The Link Between Bullying and Weapons

Worldwide, researchers disagree as to how prevalent bullying is, with estimates ranging from 15 percent to half of all teens involved in bullying, either as a victim, a bully, or both. It has been suggested that perpetrators of high school homicides are more likely to have been victims of bullying than their peers — case in point, Eric Harris and Dylan Klebold of the Columbine massacre. Meanwhile, the possibility, if not the occurrence, of violence grows. In one recent small-scale study, one in six adolescents (of 13,710 teens total) reported bringing a weapon to school in the past 30 days. Worse, one driving factor behind this wave of weapon-carrying teens appears to be an involvement in bullying.

For this reason, the team of researchers behind the current study performed a detailed analysis of a number of reviews of bullying to understand whether victims, bullies, or bully-victims were more likely to carry weapons than their peers who were not involved in bullying. Importantly, the team addressed issues of publication bias, methodology, and country-specific results (access to weapons, for instance, varies by country) as part of their analysis.

What studies did they include?

The authors searched through all the articles, reports, dissertations, letters, and book chapters they could find on the subject, whether they be written in English, Spanish, German, French, Italian, Portuguese, Dutch, and Chinese. From the many, they whittled their pile down by first excluding any study with participants older than 21. Next, the authors excluded studies that did not explicitly focus on bullying behaviors. From the remaining pile, the authors selected studies that either compared weapon carrying among a group of adolescents involved in bullying with weapon carrying in an uninvolved group of adolescents, or made an association between a continuous measure of bullying behavior and a continuous measure of weapon carrying. Finally, the authors weeded out any study concerned with populations not considered generally healthy, such as research following incarcerated teens or teens with psychopathologic conditions.

Having winnowed down to 25 studies, the researchers divided the total into three groups, with some overlap. Of the total research reports, 22 were deemed eligible as “victim studies”; these concerned a total of 257,179 youths, ranging in age from 11 to 21 years. A second group of 15 studies were deemed eligible as “bully studies," and they concerned a total of 236,145 youths within the same age range. A final eight were deemed eligible as “bully-victim studies,” and concerned a total of 199,563 youths once again in the same age range. Once this work was done, the researchers set about analyzing the findings contained within all the reports. What did they discover?
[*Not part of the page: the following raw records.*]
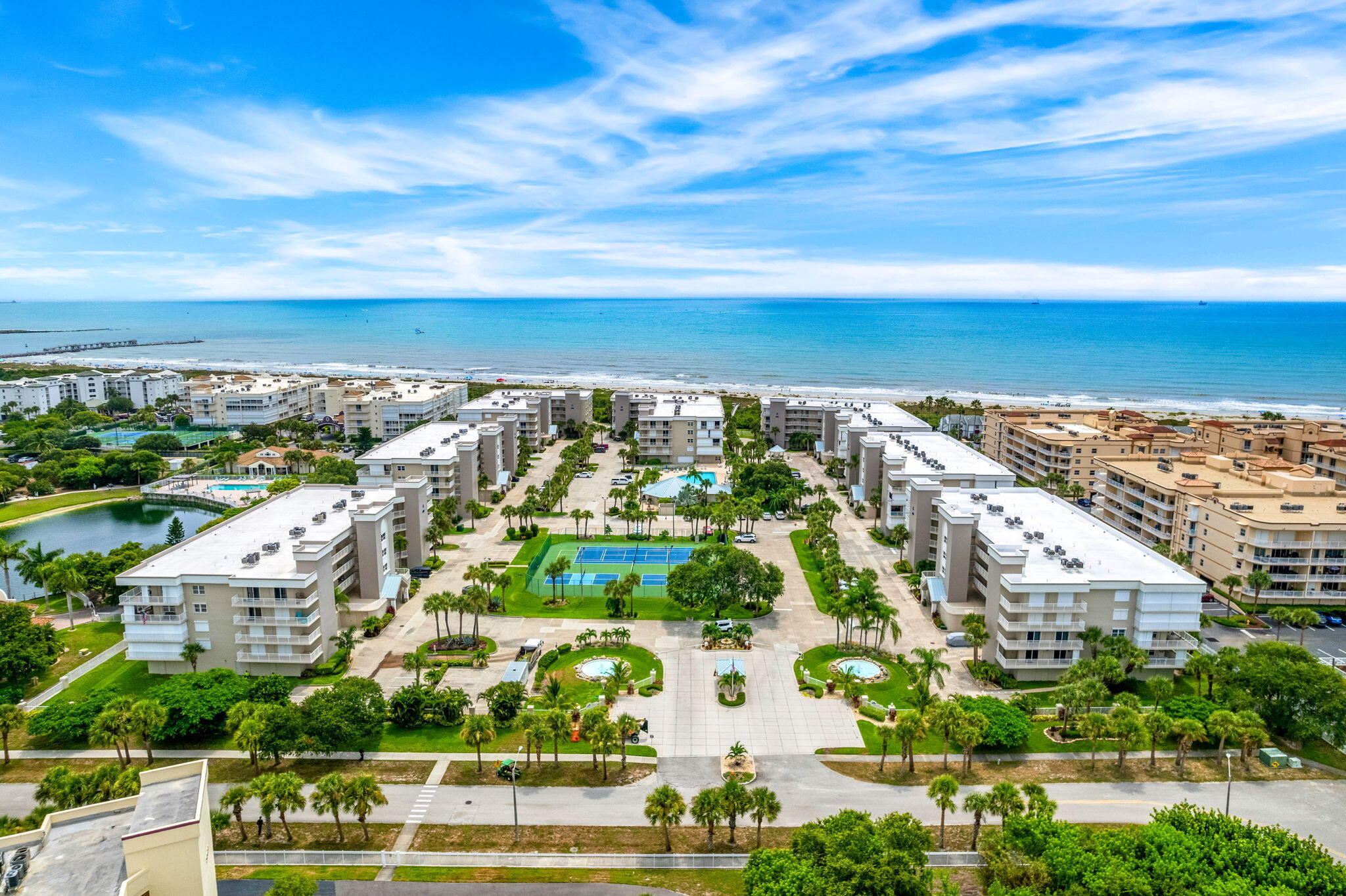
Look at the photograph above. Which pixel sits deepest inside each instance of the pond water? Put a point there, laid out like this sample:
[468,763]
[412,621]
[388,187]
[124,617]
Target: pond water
[101,529]
[860,667]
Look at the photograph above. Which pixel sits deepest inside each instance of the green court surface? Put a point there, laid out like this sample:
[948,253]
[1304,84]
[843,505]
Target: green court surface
[127,437]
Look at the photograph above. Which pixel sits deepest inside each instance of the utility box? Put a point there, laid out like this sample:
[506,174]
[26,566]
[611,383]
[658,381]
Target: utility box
[1272,758]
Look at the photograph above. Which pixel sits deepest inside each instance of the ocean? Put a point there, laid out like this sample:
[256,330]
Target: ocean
[1217,358]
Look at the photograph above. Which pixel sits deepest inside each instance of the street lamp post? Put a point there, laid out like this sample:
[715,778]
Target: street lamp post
[513,789]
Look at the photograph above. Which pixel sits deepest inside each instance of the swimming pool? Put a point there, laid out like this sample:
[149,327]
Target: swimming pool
[597,667]
[860,667]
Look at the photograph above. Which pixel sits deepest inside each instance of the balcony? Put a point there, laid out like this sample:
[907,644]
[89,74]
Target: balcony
[304,660]
[131,618]
[1006,625]
[141,596]
[279,603]
[1017,607]
[276,619]
[299,640]
[1042,662]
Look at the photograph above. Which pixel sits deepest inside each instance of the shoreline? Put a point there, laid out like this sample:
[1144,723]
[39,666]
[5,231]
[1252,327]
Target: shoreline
[1211,407]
“We found that victims, bullies, and bully-victims were more likely to carry weapons than their uninvolved peers,” concluded the authors. “In addition to this, bully-victims are not only more likely to carry a weapon than victims, a study by Srabstein and Piazza points out that bully-victims are also more likely to actually report using a weapon than victims.” Perhaps the results are hardly surprising. Still, it helps to verify that bullying perpetuates a cycle of violence that too many teens simply cannot break.